Couchbase Server 1.8.1 contains a number of stability, memory reporting, and rebalancing fixes and improvements, including:
Rebalancing has been updated to support an optimized rebalancing operation when swapping in and out the same number of nodes. This significantly improves the rebalance operation allowing you to swap nodes in and out for maintenance (memory fragmentation, disk fragmentation), upgrades and other operations. Therefore reducing the impact on the entire cluster performance during the rebalance operation.
For more information, see Section 5.3.3, “Swap Rebalance”.
Rebalancing stability has been improved, particularly in the event of an error or a problem during the rebalance operation. Specific improvements target large clusters.
Management of the memory allocated and used by different components within the system has been improved. This increases stability of the system as a whole and ensures that the memory information reported within the statistics is more accurate, allowing you to make better decisions.
Improved statistic information, including memory and disk fragmentation and memory usage.
Improved logging provides more information about what operations are taking place, and what errors and problems are being reported by the system.
New Features and Behaviour Changes in 1.8.1
A new port (11209) has been enabled for communication between cluster nodes. You must ensure that this port has been opened through firewall and network configuration to ensure that cluster operation can take place.
Couchbase Server uses a new port for communication between cluster nodes. Port 11209 is used by the ns_server component for internode communication.
Issues: MB-5651
Histogram timings are now provided for
get_stats requests.
When a node leaves a cluster (due to failover or removal), the database files would automatically be deleted. This behaviour has now been changed so that the database files are not deleted when the node leaves the cluster.
Files are deleted when the node is added back to the cluster a rebalance operation is performed.
Issues: MB-4564
If the underlying database layer reported an error, the database would not be reopened. Database errors are now identified and re-opened on failure.
Issues: MB-5401
The mem_user,
high_watermark and
low_watermark have been added to the
Couchbase Server Administration Web Console.
For more information, see Section 6.3.3.1, “Bucket Monitoring — Summary Statistics”.
Issues: MB-4960
The flush_all operation has been disabled by
default to prevent accidental flush operations affecting the
data stored in a bucket.

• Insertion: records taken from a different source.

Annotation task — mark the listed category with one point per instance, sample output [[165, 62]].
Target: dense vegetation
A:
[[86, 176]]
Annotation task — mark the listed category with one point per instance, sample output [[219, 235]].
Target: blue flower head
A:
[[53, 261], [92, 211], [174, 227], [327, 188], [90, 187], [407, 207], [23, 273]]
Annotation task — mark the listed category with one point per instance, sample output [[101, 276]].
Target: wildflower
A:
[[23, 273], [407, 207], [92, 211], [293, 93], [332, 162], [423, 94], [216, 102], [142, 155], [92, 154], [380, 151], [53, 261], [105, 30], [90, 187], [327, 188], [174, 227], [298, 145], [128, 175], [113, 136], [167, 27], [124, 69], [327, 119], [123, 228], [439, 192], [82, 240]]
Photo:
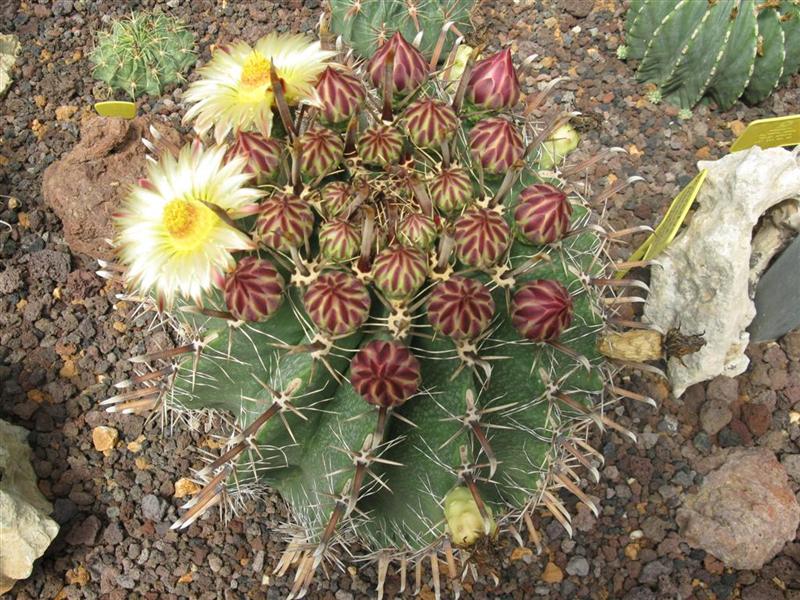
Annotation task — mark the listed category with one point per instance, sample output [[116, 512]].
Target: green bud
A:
[[464, 521], [556, 148]]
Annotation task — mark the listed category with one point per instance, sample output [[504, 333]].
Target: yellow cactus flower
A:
[[235, 92], [174, 232]]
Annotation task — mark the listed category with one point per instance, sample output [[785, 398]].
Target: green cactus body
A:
[[790, 21], [670, 40], [499, 409], [736, 64], [142, 54], [642, 21], [768, 66], [701, 57], [723, 50], [366, 24]]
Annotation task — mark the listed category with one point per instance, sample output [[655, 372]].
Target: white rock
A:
[[25, 527], [702, 286]]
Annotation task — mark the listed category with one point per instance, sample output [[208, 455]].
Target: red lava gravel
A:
[[64, 337]]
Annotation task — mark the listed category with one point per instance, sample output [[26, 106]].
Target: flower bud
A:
[[399, 272], [284, 222], [380, 145], [337, 303], [495, 144], [465, 523], [334, 199], [482, 238], [541, 310], [418, 231], [263, 154], [321, 151], [493, 83], [556, 148], [339, 241], [542, 215], [409, 68], [253, 290], [340, 93], [430, 122], [451, 189], [385, 373], [461, 308]]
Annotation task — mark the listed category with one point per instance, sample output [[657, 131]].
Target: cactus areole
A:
[[406, 331]]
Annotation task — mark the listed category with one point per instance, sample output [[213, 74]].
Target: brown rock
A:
[[185, 487], [104, 438], [87, 186], [552, 573], [744, 512], [578, 8], [758, 418]]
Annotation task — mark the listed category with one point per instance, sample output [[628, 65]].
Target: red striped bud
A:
[[284, 221], [541, 310], [337, 303], [430, 122], [482, 238], [495, 144], [385, 373], [493, 83], [321, 151], [542, 215], [339, 240], [263, 154], [460, 308], [341, 94], [380, 145], [417, 230], [451, 189], [409, 68], [399, 272]]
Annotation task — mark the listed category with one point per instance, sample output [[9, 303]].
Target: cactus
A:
[[411, 354], [143, 53], [722, 50], [365, 25]]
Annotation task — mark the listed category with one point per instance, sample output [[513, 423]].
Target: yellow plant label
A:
[[668, 227], [115, 108], [769, 133]]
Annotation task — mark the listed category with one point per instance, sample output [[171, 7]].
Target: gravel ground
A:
[[63, 338]]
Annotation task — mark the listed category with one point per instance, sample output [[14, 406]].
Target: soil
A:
[[64, 337]]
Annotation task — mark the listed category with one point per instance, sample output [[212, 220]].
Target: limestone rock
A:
[[744, 512], [104, 438], [703, 283], [9, 49], [25, 528], [85, 188]]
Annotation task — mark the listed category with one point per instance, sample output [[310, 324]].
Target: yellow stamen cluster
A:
[[188, 223], [255, 71]]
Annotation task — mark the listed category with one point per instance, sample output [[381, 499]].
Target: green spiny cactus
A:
[[143, 53], [366, 24], [403, 319], [722, 50]]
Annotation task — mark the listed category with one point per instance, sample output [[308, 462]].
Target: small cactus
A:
[[723, 50], [143, 53], [410, 352], [365, 25]]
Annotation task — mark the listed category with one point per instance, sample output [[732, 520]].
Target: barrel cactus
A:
[[143, 53], [398, 310], [722, 50], [365, 25]]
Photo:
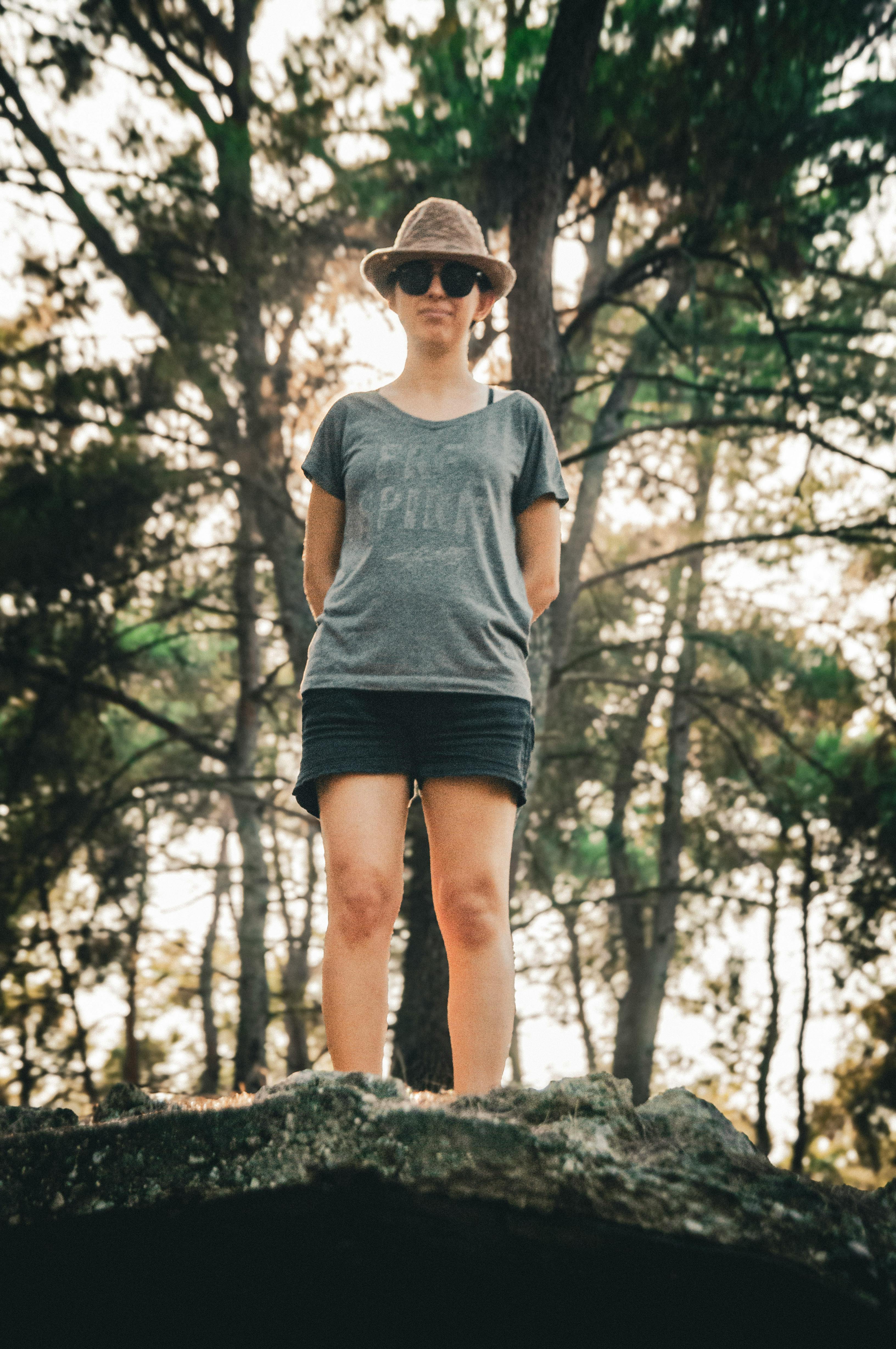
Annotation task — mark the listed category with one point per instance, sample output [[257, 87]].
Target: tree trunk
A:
[[649, 954], [295, 973], [211, 1080], [763, 1138], [552, 635], [806, 899], [570, 915], [605, 434], [131, 1069], [542, 193], [422, 1047], [251, 1060]]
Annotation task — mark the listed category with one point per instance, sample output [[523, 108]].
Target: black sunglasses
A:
[[458, 278]]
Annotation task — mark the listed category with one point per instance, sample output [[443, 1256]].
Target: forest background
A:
[[697, 196]]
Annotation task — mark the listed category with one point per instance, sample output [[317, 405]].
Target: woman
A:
[[432, 543]]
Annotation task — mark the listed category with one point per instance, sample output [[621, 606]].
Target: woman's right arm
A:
[[324, 527]]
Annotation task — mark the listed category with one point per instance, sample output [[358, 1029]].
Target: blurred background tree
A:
[[690, 196]]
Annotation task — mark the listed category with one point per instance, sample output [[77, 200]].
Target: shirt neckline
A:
[[443, 422]]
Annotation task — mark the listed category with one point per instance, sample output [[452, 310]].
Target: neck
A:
[[436, 370]]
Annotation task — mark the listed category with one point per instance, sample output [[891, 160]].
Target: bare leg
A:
[[470, 825], [363, 820]]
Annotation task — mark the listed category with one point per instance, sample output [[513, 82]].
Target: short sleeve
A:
[[324, 461], [540, 474]]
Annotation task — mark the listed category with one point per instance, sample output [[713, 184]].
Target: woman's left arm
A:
[[539, 552]]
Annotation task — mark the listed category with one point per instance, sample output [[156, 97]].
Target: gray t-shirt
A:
[[430, 593]]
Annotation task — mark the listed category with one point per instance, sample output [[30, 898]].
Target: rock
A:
[[15, 1119], [125, 1101], [647, 1209]]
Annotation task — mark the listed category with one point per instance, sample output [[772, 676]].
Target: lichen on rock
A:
[[673, 1170]]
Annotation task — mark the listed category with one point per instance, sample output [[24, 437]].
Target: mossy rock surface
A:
[[674, 1169]]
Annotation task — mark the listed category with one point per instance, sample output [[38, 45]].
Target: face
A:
[[436, 319]]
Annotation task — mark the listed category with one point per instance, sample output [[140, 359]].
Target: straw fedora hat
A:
[[444, 231]]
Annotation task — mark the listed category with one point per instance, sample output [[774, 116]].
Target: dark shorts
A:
[[351, 730]]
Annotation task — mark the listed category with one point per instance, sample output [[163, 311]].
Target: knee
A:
[[362, 906], [473, 915]]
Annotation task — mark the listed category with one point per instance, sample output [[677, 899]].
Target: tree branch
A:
[[844, 533]]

You can enable
flush_all by setting the parameter using the
cbflushctl command:
shell> /opt/couchbase/bin/cbflushctl localhost:11210 set flushall_enabled true setting flush param: flushall_enabled true
Behavior Change: The flush_all operation is
no longer supported by default.
Issues: MB-5025
The cbbackup utility will now execute an integrity check after the backup has been completed to check the integrity of the data files created during the backup process. This will report any problems in the generated backup files.
Issues: MB-4884
When a node has been rebalanced out of the cluster, the configured location for the data files is reset. If you want to store the data files for a node in a different location than the default, you must re-iniitialize the configuration to set the correct location before the node is rebalanced back into the cluster.
Issues: MB-5499
When creating output file for collect_info, the command now creates a directory first and then zips the data.
Issues: MB-3351
The disk fragmentation statistics for the on-disk data files are now exposed through the statistics interface.
To get the fragmentation statistics, you can use the
kvtimings subkey to the statistics. This
outputs a variety of statistincs, including the new
readSeek and writeSeek
values. For example:
shell> cbstats localhost:11210 kvtimings ... readSeek (23537 total) 64 - 128 : ( 0.04%) 10 256 - 512 : ( 0.06%) 5 512 - 1KB : ( 0.11%) 10 1KB - 2KB : ( 55.14%) 12953 ####################################################### 2KB - 4KB : ( 56.52%) 325 # 4KB - 8KB : ( 57.24%) 169 8KB - 16KB : ( 57.28%) 10 16KB - 32KB : ( 57.33%) 12 32KB - 64KB : ( 57.66%) 78 64KB - 128KB : ( 59.84%) 512 ## 128KB - 256KB : ( 63.03%) 751 ### 256KB - 512KB : ( 88.75%) 6054 ######################### 512KB - 1MB : (100.00%) 2648 ########### ... writeSeek (111824 total) 0 - 2 : ( 0.00%) 5 4 - 8 : ( 0.02%) 15 8 - 16 : ( 0.02%) 5 16 - 32 : ( 39.60%) 44254 ####################################### 32 - 64 : ( 39.60%) 5 64 - 128 : ( 40.43%) 925 512 - 1KB : ( 40.44%) 15 1KB - 2KB : ( 95.73%) 61826 ####################################################### 2KB - 4KB : ( 99.49%) 4203 ### 4KB - 8KB : ( 99.85%) 407 8KB - 16KB : ( 99.88%) 34 16KB - 32KB : ( 99.89%) 12 32KB - 64KB : ( 99.90%) 11 64KB - 128KB : ( 99.91%) 2 128KB - 256KB : ( 99.91%) 2 256KB - 512KB : ( 99.92%) 18 512KB - 1MB : ( 99.94%) 22 1MB - 2MB : (100.00%) 63 ...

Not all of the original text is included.